Review of Forever Young

Forever Young (1992)
4/10
A Children's Story
14 September 2006
Warning: Spoilers
A Children's Story... That is the best explanation that I can produce for this movie. It does not make sense. The plot is inconsistent. The actions of the protagonists and antagonists do not make sense. The story is mildly charming, but not particularly dramatic. And, children acting childish are major characters. OK, so it is a children's story.

I remember when children's stories had a logical progression of the story line. Maybe that is the fault of my Western linear thinking, brought up short by Mel Gibson's Australian background.

I cannot explain what bothers me with the movie without describing the plot. Capt Dan is in love with a woman. Before he can work up the nerve to ask her to marry him, she gets knocked into a coma. Doctors give her no chance of ever waking up. Capt. Dan can't face the prospect of going through life without her, so he asks his friend--who happens to be running a suspended animation experimental project so secret that not even his own bosses know what he is doing--to put him under for a year (or whenever his love awakes). While he is out, things happen, his capsule gets misplaced, and, before we know it, 53 years have gone by.

Thermos should make such a dewar as the capsule that held Capt. Dan. It kept him cold without external power for half a century. Tragically, no one recorded the date that those mischievous kids opened his capsule. Oddly, he managed to thaw out on his own and live to tell about it.

OK, so he wakes up without aging, 53 years later. He meets up with a nurse. It's a good thing she is a nurse because... actually, for no particular reason. Sure, there is an escape sequence set up in the hospital, but she could just as easily have been a janitor for it. Maybe that would have improved the drama, who knows? Love could have bloomed between Capt Dan and Nurse Cooper; that would have been logical. After all, here is a young man with no one else, and those two have hit it off just fine together. But, then comes the discovery Capt. Dan's true love actually recovered from her coma and is still alive!

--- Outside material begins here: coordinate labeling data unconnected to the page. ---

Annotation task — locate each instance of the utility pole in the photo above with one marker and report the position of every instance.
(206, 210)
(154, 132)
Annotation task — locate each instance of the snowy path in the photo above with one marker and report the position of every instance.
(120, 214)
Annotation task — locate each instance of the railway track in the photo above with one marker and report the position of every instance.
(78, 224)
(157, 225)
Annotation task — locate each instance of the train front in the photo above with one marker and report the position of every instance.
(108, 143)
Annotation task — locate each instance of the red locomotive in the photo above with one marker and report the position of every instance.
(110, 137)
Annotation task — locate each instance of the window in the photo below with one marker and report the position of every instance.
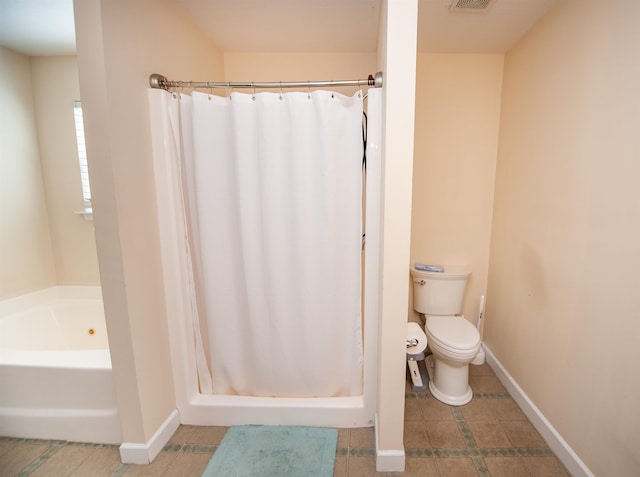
(82, 159)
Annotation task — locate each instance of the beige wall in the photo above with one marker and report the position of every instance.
(456, 148)
(26, 255)
(55, 88)
(397, 53)
(562, 305)
(119, 44)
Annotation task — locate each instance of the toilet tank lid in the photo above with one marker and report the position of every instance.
(450, 271)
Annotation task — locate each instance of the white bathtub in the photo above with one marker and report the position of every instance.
(55, 367)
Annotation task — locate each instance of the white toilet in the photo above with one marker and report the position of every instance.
(453, 340)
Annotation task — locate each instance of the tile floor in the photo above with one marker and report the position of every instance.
(490, 436)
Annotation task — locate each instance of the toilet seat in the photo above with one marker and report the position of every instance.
(452, 333)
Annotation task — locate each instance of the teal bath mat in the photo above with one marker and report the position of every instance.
(283, 451)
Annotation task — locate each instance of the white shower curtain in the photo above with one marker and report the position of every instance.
(273, 184)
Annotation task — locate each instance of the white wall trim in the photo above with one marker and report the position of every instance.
(134, 453)
(388, 460)
(558, 445)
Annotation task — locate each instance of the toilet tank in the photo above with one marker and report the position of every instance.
(439, 293)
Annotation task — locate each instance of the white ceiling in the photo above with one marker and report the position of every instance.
(45, 27)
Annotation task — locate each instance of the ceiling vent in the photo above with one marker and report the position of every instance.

Now, obviously, Helen has aged 53 years, while Capt. Dan hasn't. A viewer might think that with the title of this movie, that Capt. Dan doesn't age. Wrong! It turns out that Capt. Dan's aging is irreversible... a word the author apparently mistakes for inevitable. After all, no one was attempting to reverse anyone's aging; they were simply delaying it. Never mind; Capt. Dan ages all 53 years within a few days. Mother Nature will not be cheated, even if theater-goers are. On the bright side, at least Helen can act her age, instead of traipsing around with some handsome young man.

End of story.

What, you were expecting more? Like, a point, maybe?